On the other hand, the same declining inflation pattern could arguably also lead to less of a compelling need for China's denizens to continue to load up on a lot of gold bullion. As well, the country's recently rising gold imports could add a sufficient amount of funds to a trade deficit to convince the government to curtail gold imports to a notably lower level. And then, of course, the question; "Then what?" comes to mind. If India appears not so keen on importing as much as it did in previous years, (and it is not, if you look at recent Bombay Bullion Association figures) then who will pick up the slack?
The action in platinum and in palladium moderated somewhat this morning following a flurry of speculative action seen earlier in the week. While electricity supply problems continue to plague South Africa's mines, the countervailing news that China's auto sales have slowed in 2011 and are now trailing those of the US for the first time in 14 years put a damper on further robust gains in the complex this morning. Platinum advanced $1 to $1,493 while palladium fell $2 to $640 per ounce.

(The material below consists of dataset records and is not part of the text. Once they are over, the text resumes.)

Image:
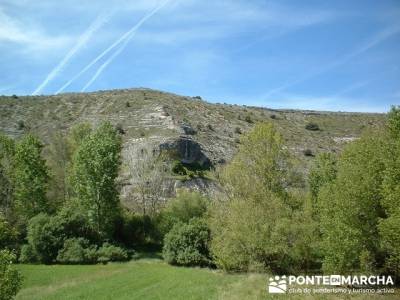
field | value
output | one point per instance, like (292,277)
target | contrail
(83,39)
(126,36)
(375,40)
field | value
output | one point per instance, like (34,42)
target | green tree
(30,178)
(389,226)
(393,121)
(10,278)
(58,158)
(251,230)
(7,151)
(322,172)
(350,206)
(95,168)
(186,206)
(188,244)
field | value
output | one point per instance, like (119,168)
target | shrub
(312,126)
(20,125)
(186,206)
(187,244)
(120,129)
(27,254)
(308,152)
(238,130)
(8,234)
(108,252)
(77,251)
(134,230)
(10,279)
(45,237)
(46,234)
(248,119)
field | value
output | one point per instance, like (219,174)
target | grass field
(147,279)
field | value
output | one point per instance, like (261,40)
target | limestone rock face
(202,134)
(188,150)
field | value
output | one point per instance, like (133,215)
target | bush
(77,251)
(187,244)
(10,279)
(8,234)
(120,129)
(186,206)
(248,119)
(45,237)
(308,152)
(46,234)
(109,252)
(27,254)
(238,130)
(134,230)
(20,125)
(312,126)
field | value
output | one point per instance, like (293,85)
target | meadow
(149,278)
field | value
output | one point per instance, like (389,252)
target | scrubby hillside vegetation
(285,192)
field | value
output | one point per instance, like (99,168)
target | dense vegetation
(65,208)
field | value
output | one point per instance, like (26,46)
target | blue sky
(324,55)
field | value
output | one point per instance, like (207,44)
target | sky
(321,55)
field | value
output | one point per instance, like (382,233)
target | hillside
(203,134)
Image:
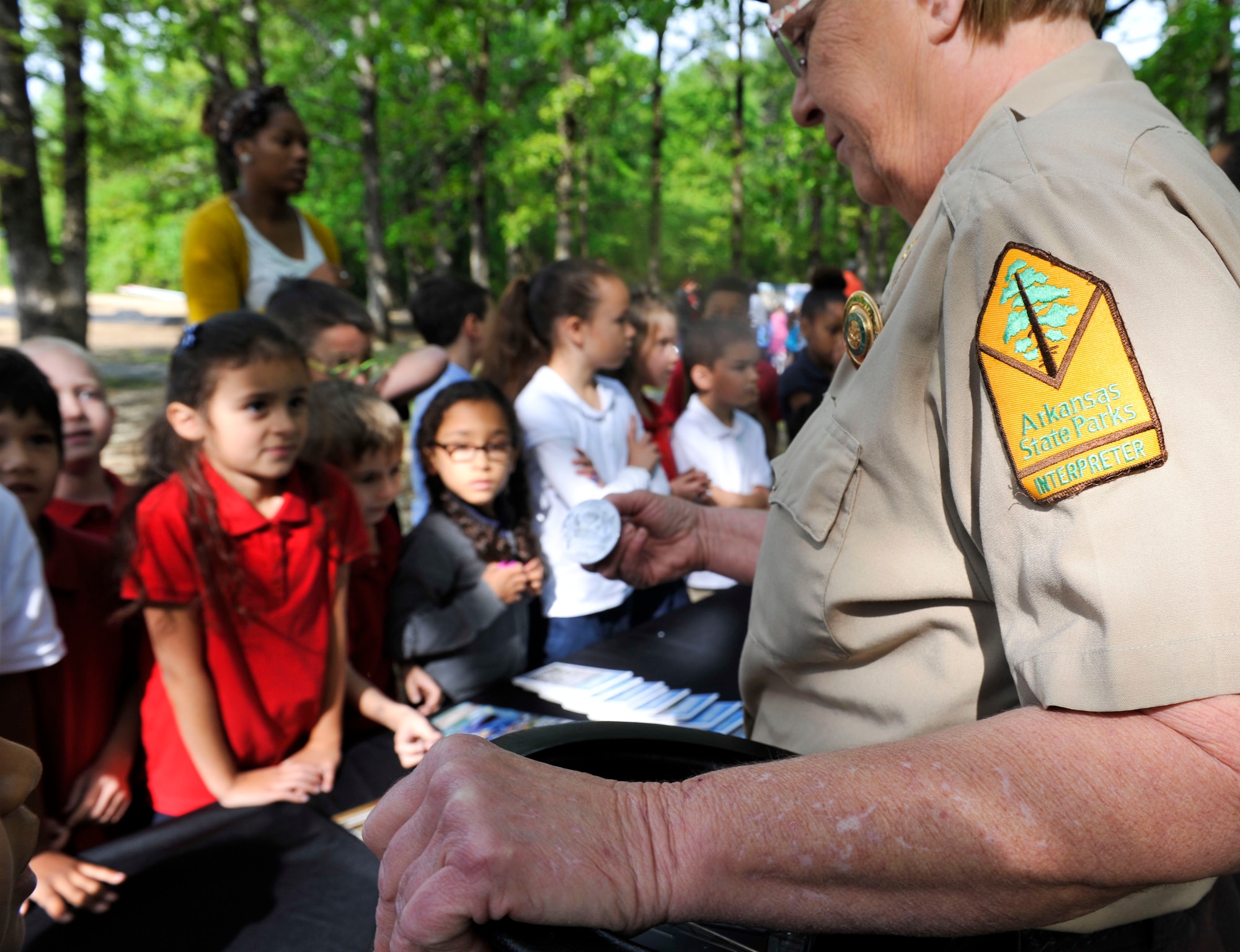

And now, we go over to the USA for a roundup of pertinent economic metrics. The US Commerce Department reported that the country's retail sales grew by 0.1% in December (to about $400 billion). Santa did not appear to be as kind to shopkeepers as economists had anticipated (when they estimated a sales growth of 0.3%). In fact, if we take out a 1.2% rise in car sales, America's retail sales actually fell by 0.2% in December, and core sales did decline 0.2% for the first time in twelve months.
Another, not-so-hot statistic was released in the form of a rise in jobless claims filings in the latest week of reporting. It could be that the 24,000 claims are the result of many mall Santas being let go, but the computation actually makes sense in a seasonal kind of way. Jobless claims normally rise in the first couple of weeks of January as firms cut back on temporary help and as mail and delivery firms also go on hiatus during the in-between Christmas and New Year week. What should be kept in mind here is that, overall, jobless claims have recently fallen to their lowest level in three years and that the US economy did add 200,000 jobs in December, continuing to show improvement in the country's economy.
The Fed's Beige Book noted as much, when it was released on Wednesday. The US central bank stated that the American economy expanded at a "modest to moderate" rate in December but that housing remained "stagnant-to-sluggish" (despite the fact that foreclosures at least, reached their lowest level since 2007). The upcoming FOMC meeting on the 24th of the month will thus, once again, be defined by very likely continuing divergent views on easing (versus not) among its members. The Fed's Mr. Evans said that the central bank should consider further easing, while Mr. Bullard recently said that he sees no need for same given recent economic metrics. Another Fed official, Mr. Plosser, said that improving US economic conditions may warrant a Fed rate hike before the mid-2013 "commitment" timeframe. All of this leaves us with a fair amount of speculative-flavored commentary on the Fed yet to come. There is no alternative.
Speaking of speculation, prediction, commentaries, and such, consider Marketwatch's recent list of what noises to consider tuning out in 2012 when making your investment decisions. Still expecting a muni-bond collapse? Still anticipating a dead US dollar? Still waiting for hyper-inflation or a Dow Jones=1 oz. of Au? Go ahead, read and ponder. The only unsure thing thus far remains the validity of the Mayan calendar and the late December debacle it portends. We will tune in for that one.
Jon Nadler is senior metals analyst with Kitco Metals Inc. in Montreal.